Hertzler was caught in a Catch-22: To enjoy his rights under the Second Amendment, he would have to violate his faith — or vice versa. It could not stand.
“Mr. Hertzler confronts Hobson’s choice: either forgo his constitutional right to keep and bear arms in defense of himself and his home, or violate his religion,” the suit read. Yet: “The exercise of one Constitutional right cannot be contingent upon the violation or waiver of another.”
“By knowingly and willingly sitting for a photograph, even for a state-issued identification document, Mr. Hertzler would be violating his religion by taking a graven image of himself,” the suit read. “Thus, Mr. Hertzler’s religious freedom has been substantially burdened — in order to exercise his fundamental right to possess a firearm for defense of himself and his home, the Government is requiring him to violate a major tenet of his sincerely held religious belief.”
It was just this outcome, Hertzler’s suit argued, that Congress sought to avoid by passing RFRA in 1993.
The Amish have been fighting for religious exemptions for decades, losing some cases and winning some, most notably a 1972 landmark in which the Supreme Court held that they could exempt themselves from compulsory education laws on religious grounds.
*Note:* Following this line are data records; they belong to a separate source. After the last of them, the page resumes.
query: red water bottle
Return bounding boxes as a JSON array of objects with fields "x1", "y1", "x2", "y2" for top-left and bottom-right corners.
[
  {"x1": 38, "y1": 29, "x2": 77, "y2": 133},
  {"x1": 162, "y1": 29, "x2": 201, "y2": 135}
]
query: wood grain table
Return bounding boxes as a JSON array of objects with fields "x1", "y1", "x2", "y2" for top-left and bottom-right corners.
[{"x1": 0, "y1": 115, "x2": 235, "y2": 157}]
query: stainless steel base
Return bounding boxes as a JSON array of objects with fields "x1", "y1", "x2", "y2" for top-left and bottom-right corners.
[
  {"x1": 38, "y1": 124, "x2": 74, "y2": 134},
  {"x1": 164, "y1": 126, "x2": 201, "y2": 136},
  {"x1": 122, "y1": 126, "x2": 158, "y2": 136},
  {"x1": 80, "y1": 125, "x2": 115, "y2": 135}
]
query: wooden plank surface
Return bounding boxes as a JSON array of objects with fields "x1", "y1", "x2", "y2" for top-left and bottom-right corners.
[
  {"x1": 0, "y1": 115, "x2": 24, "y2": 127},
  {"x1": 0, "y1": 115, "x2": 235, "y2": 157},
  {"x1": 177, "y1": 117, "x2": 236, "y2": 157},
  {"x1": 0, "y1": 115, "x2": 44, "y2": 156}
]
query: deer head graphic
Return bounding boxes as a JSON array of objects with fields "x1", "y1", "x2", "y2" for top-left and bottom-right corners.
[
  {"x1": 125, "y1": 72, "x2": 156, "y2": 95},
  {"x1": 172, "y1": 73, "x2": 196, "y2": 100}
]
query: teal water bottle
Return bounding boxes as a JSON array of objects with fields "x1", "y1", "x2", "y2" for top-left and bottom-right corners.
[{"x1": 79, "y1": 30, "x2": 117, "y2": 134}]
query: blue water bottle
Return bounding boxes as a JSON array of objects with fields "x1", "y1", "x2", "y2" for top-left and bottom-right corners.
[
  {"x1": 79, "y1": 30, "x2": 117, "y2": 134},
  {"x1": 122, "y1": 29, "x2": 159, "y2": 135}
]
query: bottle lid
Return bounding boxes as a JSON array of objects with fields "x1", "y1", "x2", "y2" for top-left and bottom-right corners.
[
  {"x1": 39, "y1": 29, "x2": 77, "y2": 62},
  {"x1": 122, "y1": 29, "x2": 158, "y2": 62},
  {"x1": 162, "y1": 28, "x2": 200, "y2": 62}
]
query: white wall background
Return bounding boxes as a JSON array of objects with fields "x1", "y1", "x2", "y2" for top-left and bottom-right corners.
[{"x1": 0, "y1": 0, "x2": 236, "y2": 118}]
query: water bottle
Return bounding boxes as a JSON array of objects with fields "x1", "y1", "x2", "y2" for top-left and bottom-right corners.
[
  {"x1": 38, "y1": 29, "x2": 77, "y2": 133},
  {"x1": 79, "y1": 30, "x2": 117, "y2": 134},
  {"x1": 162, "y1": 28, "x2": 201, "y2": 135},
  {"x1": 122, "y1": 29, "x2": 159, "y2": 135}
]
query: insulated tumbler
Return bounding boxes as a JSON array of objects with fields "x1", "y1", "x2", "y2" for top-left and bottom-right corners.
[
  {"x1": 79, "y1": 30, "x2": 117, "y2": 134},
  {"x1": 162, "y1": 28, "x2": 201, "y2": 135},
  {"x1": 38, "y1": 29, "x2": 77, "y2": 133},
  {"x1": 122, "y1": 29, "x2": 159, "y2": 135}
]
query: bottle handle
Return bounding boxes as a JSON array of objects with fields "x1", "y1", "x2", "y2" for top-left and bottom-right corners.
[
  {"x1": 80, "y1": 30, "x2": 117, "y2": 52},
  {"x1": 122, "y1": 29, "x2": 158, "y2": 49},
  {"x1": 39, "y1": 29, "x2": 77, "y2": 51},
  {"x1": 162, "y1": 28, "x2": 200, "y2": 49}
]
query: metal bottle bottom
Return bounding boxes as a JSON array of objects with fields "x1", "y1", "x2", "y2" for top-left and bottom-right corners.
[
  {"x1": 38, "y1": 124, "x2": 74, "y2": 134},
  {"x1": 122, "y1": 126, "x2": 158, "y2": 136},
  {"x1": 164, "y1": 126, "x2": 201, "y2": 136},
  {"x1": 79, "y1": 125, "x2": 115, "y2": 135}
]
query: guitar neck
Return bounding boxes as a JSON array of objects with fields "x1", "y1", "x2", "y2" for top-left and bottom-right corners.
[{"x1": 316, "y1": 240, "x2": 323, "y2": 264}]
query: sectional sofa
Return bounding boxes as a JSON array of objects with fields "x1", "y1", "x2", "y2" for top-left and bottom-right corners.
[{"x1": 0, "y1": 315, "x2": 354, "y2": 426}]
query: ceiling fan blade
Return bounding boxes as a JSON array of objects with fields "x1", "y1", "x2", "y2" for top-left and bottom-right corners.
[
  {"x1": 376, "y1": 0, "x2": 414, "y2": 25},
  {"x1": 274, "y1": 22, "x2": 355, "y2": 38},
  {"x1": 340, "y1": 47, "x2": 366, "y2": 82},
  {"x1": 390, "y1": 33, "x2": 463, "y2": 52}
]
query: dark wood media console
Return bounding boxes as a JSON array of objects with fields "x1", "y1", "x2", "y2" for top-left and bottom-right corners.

While the Supreme Court has not ruled on photo identification religious exemptions for such purposes as drivers’ licenses and voter ID, lower courts have generally “been willing to recognize photo identification as a compelling purpose” that outweighs religious claims, according to a Congressional Research Service study of the issue, provided the photo requirement is “applied uniformly and without exemption.”